51. The method according to claim 50, wherein said solution in step d) is injected to the site of tissue or organ damage.

52. The method according to claim 50, wherein said organ damage is ischemic damage in the heart.

53. The method according to claim 50, wherein said site of tissue or organ damage is myocardium.

54. The method according to claim 50, wherein said solution in step d) is administered topically to a site of tissue damage.

55. The method according to claim 50, wherein said tissue damage is a skin burn or wound.

56. The method according to claim 50, wherein one of the secreted growth factors in step b) is hepatocyte growth factor, HGF.

57. The method according to claim 50, wherein said solution in step d) comprises a purified fraction of the culture medium obtained from step c).

58. A pharmaceutical composition for use in treating tissue and/or organ damage in a patient, said composition comprising multicellular spheroids obtainable culturing fibroblast cells on a nonadhesive surface that induces the cells to adhere to each other so that multicellular spheroids are formed and triggers necrosis of the cells.

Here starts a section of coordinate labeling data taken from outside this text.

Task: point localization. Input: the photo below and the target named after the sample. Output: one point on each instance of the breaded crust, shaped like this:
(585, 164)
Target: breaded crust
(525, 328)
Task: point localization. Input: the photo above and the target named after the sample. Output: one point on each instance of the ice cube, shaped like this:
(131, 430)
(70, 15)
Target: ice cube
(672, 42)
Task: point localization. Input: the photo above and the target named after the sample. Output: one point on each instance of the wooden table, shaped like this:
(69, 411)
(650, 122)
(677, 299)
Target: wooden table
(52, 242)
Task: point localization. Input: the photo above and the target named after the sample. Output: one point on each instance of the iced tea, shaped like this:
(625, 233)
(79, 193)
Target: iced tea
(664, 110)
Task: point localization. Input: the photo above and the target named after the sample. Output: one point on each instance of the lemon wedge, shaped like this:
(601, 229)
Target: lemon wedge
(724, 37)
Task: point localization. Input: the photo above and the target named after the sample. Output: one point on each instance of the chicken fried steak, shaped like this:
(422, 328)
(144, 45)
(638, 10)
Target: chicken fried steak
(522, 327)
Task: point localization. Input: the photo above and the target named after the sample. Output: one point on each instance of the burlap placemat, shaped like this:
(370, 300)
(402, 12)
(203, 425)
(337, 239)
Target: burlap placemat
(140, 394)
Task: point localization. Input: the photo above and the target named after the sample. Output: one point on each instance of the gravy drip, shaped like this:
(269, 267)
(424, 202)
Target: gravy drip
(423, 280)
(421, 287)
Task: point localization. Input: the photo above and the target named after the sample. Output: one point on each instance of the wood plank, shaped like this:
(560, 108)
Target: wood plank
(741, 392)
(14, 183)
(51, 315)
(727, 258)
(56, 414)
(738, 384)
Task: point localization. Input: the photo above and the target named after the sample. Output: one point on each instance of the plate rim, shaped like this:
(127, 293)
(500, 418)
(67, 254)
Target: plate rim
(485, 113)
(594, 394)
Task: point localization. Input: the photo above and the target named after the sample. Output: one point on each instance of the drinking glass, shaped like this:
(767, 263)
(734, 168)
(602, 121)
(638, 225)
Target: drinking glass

59. The composition according to claim 58, wherein said composition is a transplant or graft to be transplanted to a patient.

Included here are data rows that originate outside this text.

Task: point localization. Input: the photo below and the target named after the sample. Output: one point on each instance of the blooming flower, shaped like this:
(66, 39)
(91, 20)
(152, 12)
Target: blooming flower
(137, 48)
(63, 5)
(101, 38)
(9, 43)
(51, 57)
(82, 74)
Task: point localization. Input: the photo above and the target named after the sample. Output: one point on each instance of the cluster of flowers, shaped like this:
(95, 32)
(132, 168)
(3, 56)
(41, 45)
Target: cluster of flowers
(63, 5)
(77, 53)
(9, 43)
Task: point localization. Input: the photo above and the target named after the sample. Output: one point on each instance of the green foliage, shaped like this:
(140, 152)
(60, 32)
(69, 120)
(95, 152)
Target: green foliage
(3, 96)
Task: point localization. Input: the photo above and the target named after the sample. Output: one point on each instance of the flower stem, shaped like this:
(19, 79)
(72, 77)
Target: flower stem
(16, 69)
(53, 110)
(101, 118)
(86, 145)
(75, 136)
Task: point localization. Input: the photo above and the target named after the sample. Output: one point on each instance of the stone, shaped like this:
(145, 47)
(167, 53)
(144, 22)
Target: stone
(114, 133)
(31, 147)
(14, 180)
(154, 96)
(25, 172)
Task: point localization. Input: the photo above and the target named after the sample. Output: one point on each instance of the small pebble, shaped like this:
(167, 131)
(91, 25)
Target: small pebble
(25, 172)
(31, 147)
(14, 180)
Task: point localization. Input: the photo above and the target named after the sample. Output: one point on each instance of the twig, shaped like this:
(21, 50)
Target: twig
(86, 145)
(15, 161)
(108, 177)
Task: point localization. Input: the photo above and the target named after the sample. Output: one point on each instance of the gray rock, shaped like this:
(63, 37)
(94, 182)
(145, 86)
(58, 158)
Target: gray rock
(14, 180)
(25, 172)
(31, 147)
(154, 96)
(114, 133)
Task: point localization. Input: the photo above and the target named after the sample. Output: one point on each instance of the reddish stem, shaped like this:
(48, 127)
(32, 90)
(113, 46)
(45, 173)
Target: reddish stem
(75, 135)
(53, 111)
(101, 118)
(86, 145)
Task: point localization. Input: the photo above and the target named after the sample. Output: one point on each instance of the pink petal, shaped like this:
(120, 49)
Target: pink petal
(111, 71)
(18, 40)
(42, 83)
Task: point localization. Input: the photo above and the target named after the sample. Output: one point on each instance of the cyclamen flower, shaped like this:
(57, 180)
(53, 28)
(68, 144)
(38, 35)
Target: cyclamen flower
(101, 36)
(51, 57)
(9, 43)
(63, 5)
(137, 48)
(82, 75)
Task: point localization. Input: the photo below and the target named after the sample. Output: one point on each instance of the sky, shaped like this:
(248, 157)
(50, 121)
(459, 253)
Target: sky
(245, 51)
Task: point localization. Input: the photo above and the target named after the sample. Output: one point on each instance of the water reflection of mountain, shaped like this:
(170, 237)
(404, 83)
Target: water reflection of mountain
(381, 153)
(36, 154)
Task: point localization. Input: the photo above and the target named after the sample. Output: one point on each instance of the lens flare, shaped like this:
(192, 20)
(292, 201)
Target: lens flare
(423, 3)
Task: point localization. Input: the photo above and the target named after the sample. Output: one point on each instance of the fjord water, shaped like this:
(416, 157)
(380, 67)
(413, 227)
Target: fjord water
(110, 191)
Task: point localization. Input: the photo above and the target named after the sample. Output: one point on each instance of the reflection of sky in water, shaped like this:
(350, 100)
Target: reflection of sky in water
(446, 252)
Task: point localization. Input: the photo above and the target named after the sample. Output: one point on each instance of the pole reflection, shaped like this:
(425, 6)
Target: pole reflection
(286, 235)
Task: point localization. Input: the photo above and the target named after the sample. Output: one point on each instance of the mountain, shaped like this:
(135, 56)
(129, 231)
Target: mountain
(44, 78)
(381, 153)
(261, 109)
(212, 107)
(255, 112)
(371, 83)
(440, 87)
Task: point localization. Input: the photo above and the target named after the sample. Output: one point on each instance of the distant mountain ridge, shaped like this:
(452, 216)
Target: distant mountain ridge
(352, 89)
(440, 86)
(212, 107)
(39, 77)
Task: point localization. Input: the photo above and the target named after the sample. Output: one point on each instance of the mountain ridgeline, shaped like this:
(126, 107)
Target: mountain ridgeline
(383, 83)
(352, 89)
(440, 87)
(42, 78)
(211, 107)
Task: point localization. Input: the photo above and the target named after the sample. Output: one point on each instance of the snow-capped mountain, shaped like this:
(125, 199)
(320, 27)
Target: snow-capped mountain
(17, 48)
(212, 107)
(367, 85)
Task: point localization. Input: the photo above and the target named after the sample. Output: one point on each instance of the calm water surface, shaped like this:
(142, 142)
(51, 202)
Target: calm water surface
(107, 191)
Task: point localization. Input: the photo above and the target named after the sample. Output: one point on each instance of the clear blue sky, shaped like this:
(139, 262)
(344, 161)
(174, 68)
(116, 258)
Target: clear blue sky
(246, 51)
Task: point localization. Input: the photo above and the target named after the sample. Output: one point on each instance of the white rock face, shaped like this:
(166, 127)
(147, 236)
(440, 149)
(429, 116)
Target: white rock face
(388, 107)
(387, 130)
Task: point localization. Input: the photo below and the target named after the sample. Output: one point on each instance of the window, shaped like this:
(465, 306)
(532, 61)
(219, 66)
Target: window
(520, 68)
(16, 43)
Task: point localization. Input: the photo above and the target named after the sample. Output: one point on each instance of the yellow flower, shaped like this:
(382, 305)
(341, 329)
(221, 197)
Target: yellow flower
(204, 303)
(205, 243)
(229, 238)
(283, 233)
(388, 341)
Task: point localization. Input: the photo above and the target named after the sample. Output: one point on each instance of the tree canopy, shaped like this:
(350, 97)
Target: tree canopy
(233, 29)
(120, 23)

60. The composition according to claim 58, wherein said composition is an injectable solution.

61. The composition according to claim 58, wherein said composition is for topical administration.

62. The composition according to claim 58, wherein said fibroblasts are bone marrow stromal cells.

63. A pharmaceutical composition for use in treating tissue and/or organ damage in a patient, said composition comprising a solution obtainable by culturing fibroblast cells on a nonadhesive surface that induces the cells to adhere to each other so that multicellular spheroids are formed and triggers necrosis of the cells, incubating said multicellular spheroids under conditions that said fibroblast cells secrete growth factors to the culture medium, and separating the cells from the medium.

64. The composition according to claim 63, wherein said composition is an injectable solution.

65. The composition according to claim 63, wherein said composition is for topical administration.